Dem Arzt Dr. Spaniel hilft sein Wissen als Apotheker. Zum Beispiel in jener Nacht, als ein alter Mann mit starkem Nasenbluten in die Notaufnahme kam. Welche Medikamente er einnähme, fragte Spaniel. „Die weißen Pillen zur Blutverdünnung und die grünen wegen des Bluthochdrucks.“ Sofort erkannte Spaniel die Ursache: Die Krankenkasse hatte kürzlich den Rabattvertrag gewechselt. Während die Blutdrucksenker des vorherigen Anbieters grün waren, waren die des neuen weiß und dessen Blutverdünner stattdessen grün. Der Patient hatte die Tabletten verwechselt und zu viel Blutverdünner geschluckt.

Im Jahr 1231 verbot Stauferkaiser Friedrich II. Ärzten, eine Apotheke zu besitzen. Im Sinne des Patientenschutzes sollten Mediziner nur für Diagnosen und Heilung, Apotheker nur für die Medikamente zuständig sein. Das sogenannte „Liber Augustalis“ wurde später Vorbild für die Apothekengesetzgebung in ganz Europa.

Liber Augustalis

Momente des Zweifelns

Arzt und Apotheker in einer Person

Die Arbeit als Arzt macht ihm Spaß, sein Herz hängt aber an der Apotheke. Wie seine zwei Kinder heute hat er dort einen großen Teil seiner Kindheit verbracht. Damals träumte er davon, einen Heilberuf auszuüben: „Die Medizin hatte mich einfach fasziniert.“ Doch dann gab es 1989 das Abiturzeugnis. Es war gut, aber nicht gut genug, um ohne Wartesemester Medizin studieren zu können.
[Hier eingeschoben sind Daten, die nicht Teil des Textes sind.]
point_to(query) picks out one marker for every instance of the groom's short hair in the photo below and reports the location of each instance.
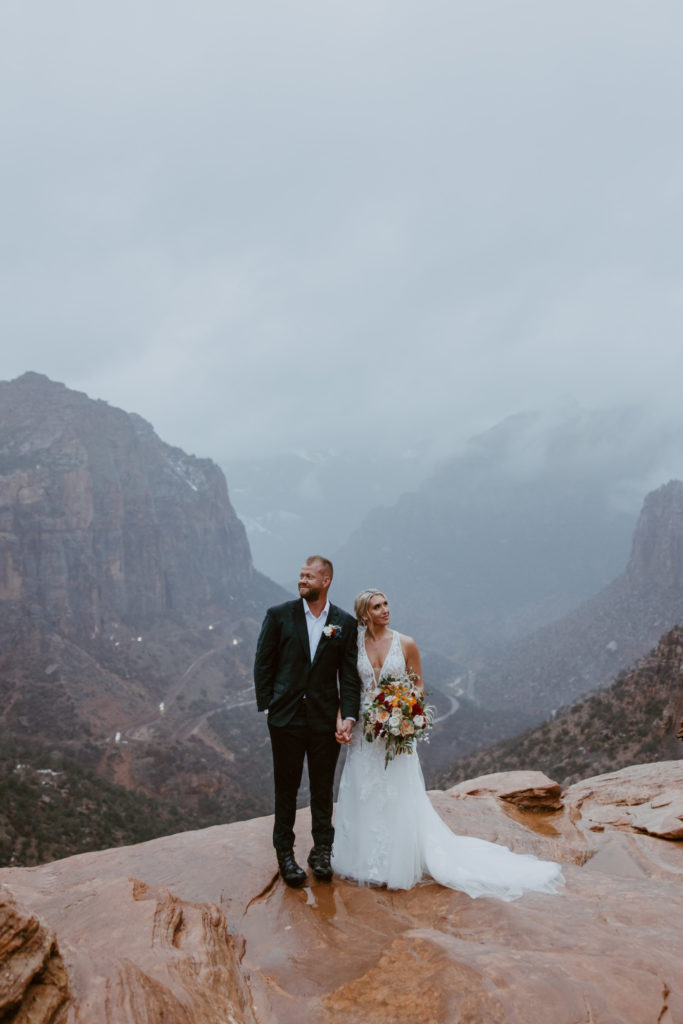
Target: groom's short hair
(326, 563)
Da gab ihm sein Vater einen Tipp: „Die Apotheke ist schon da“, sagte der. „Da haste was. Weitermachen kannst du später immer noch.“ Und das tat er dann auch, obwohl er sich in dieser Zeit häufig die Frage stellte, warum er noch Medizin studierte, obwohl er bereits das Pharmazie-Examen in der Tasche hatte. Diese Momente des Zweifelns waren seinerzeit eine Plage. Heute profitieren vom Doppelstudium seine Kunden. Sie schätzen an dem Apotheker, dass er auch Arzt ist. Manche bitten ihn, die Arztbriefe zu erklären. „Das mache ich natürlich gern“, sagt er. Aber eigentlich trenne er beide Tätigkeiten strikt. „Ich gebe meinen Kunden immer den Hinweis, dass sie sich besser an ihren Hausarzt wenden sollten. Ich kenne ja ihre Patientenakten nicht.“ Er sagt das ohne einen Moment des Zweifelns.